The most disappointed man in Pakistan is Prime Minister Nawaz Sharif. He had gone the extra mile to proffer the hand of friendship to India without any pre-conditions. Before he was sworn in as prime minister in 2013, Mr Sharif had invited India’s Prime Minister, Dr Manmohan Singh, to his swearing-in ceremony, but to no avail. Then he had postponed a signing of a free trade agreement with India pending India’s elections so that he could give away the “gift” of Most Favoured Nation trade to the new leader of India as a measure of Pakistan’s sincerity (given the nature of the two economies, both countries benefit from freer trade but India stands to gain much more than Pakistan), a demand that India has long made as a precondition of resolving other contentious issues in which one side’s gain can be construed as the other’s loss in one way or another. Mr Sharif then swept aside the advice of his foreign policy establishment to fly to New Delhi for Mr Modi’s inauguration and hold a round of one-on-one talks with him. More significantly, he accepted the request of India’s foreign office not to meet with the Hurriyat Kashmiri leaders, a long established practice not disapproved of by India, on his trip to New Delhi and he did not rise to the provocation of the Indian Foreign Minister when she reiterated the old Indian position on Kashmir in a press conference on the sidelines of the meeting of the two prime ministers. These decisions drew much flak for Mr Sharif back home.
Now, barely a couple of months since Mr Modi became prime minister, it is hostile “business as usual” between India and Pakistan. All talk of bonhomie evaporated after India’s foreign office took exception last August to a scheduled meeting of the Pakistani High Commissioner in New Delhi with Hurriyat leaders and abruptly cancelled the foreign secretary level talks. These talks were meant to pave the way for a structured dialogue on all issues between the two sides, starting with a signing of the MFN regime agreed between the two governments before general elections in India. In the past, Pakistani officials and leaders have exploited opportunities of meetings with Hurriyat leaders to nudge them to the negotiating table with New Delhi rather than urge them to wage jihad, and the Indian authorities have turned a blind diplomatic eye to the meetings on the ground that the Hurriyat leaders are Indians (rather than avowed secessionists) who can meet anyone they like. This time, however, New Delhi objected in an unprecedented and hasty manner by cancelling the talks and putting Mr Sharif in an embarrassing position with Pakistan’s national security establishment that continues to distrust and dislike its Indian counterpart and has scoffed at Mr Sharif’s “naiveté” in offering an unqualified hand of friendship to India. The Modi government then went one step further by declaring that the Indian prime minister would not meet Mr Sharif on the sidelines of the UNGA session in September in New York. Before long, both leaders were haranguing the world about the other’s perfidies by reiterating old positions – Pakistan wants the Kashmir issue resolved according the UN Resolutions and India wants Pakistan to stop exporting terrorism to India.

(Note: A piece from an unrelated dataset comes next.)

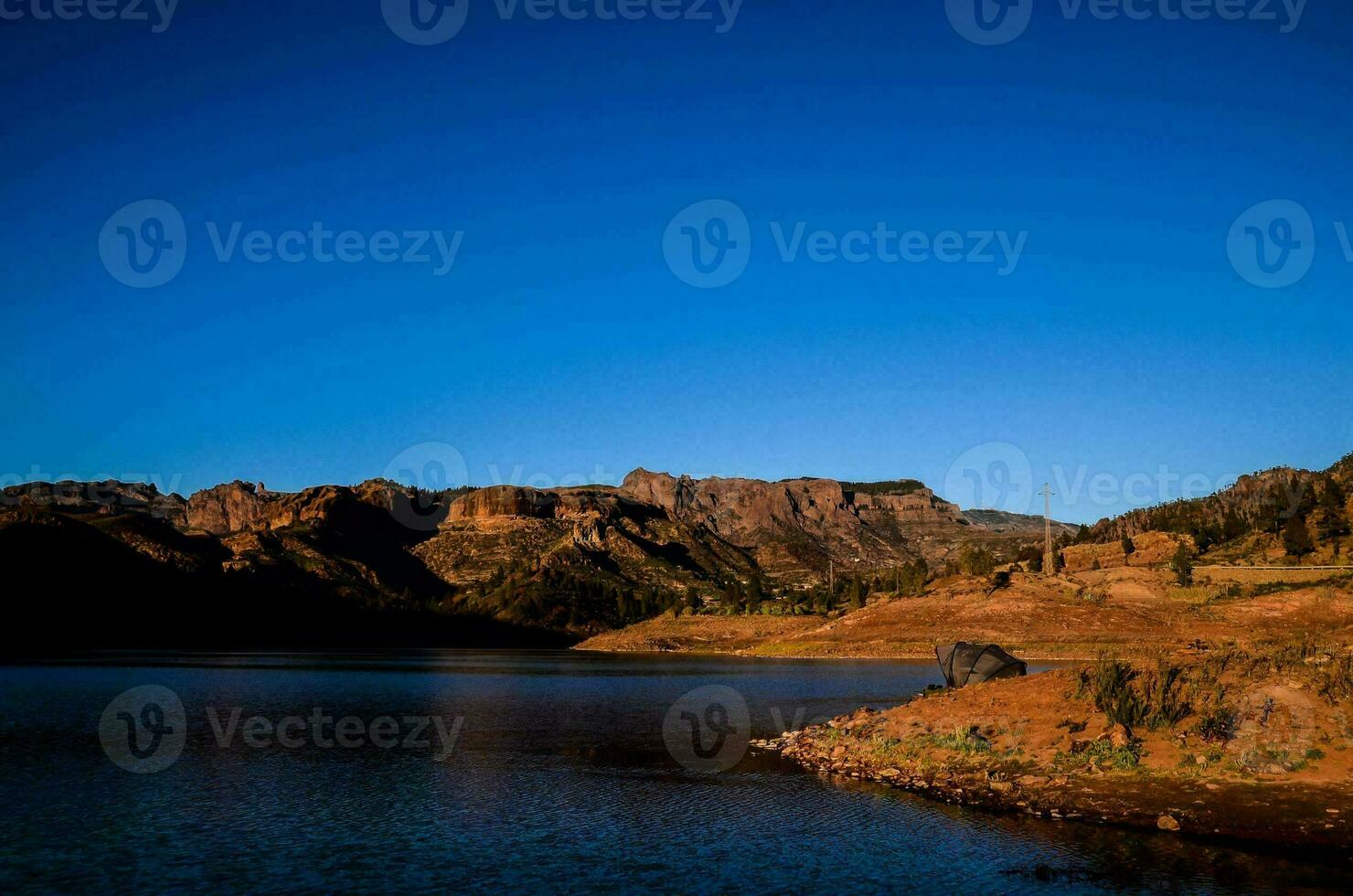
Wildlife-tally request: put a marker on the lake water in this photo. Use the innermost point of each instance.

Now both sides are firing on each other across the LoC.
The logic of the situation suggests that India is in aggression mode. Elections in Indian-held Kashmir are due later this year. Mr Modi has visited the region and whipped up Hindu sentiment against the Muslim Kashmiri parties and leaders. He has also reiterated his resolve to undo Article 370 of the Indian constitution that guarantees special status privileges for Kashmir. This has reignited anti-India feeling and demonstrations in the Valley. On the Pakistani side, there is little to be gained from renewed tensions with India because the Pakistani army is fully stretched dealing with terrorism in FATA, Karachi and Balochistan.
Under the circumstances, the prospects of Indo-Pak détente seem bleak. Mr Modi has reverted to form and Mr Sharif has lost credibility with his national security establishment.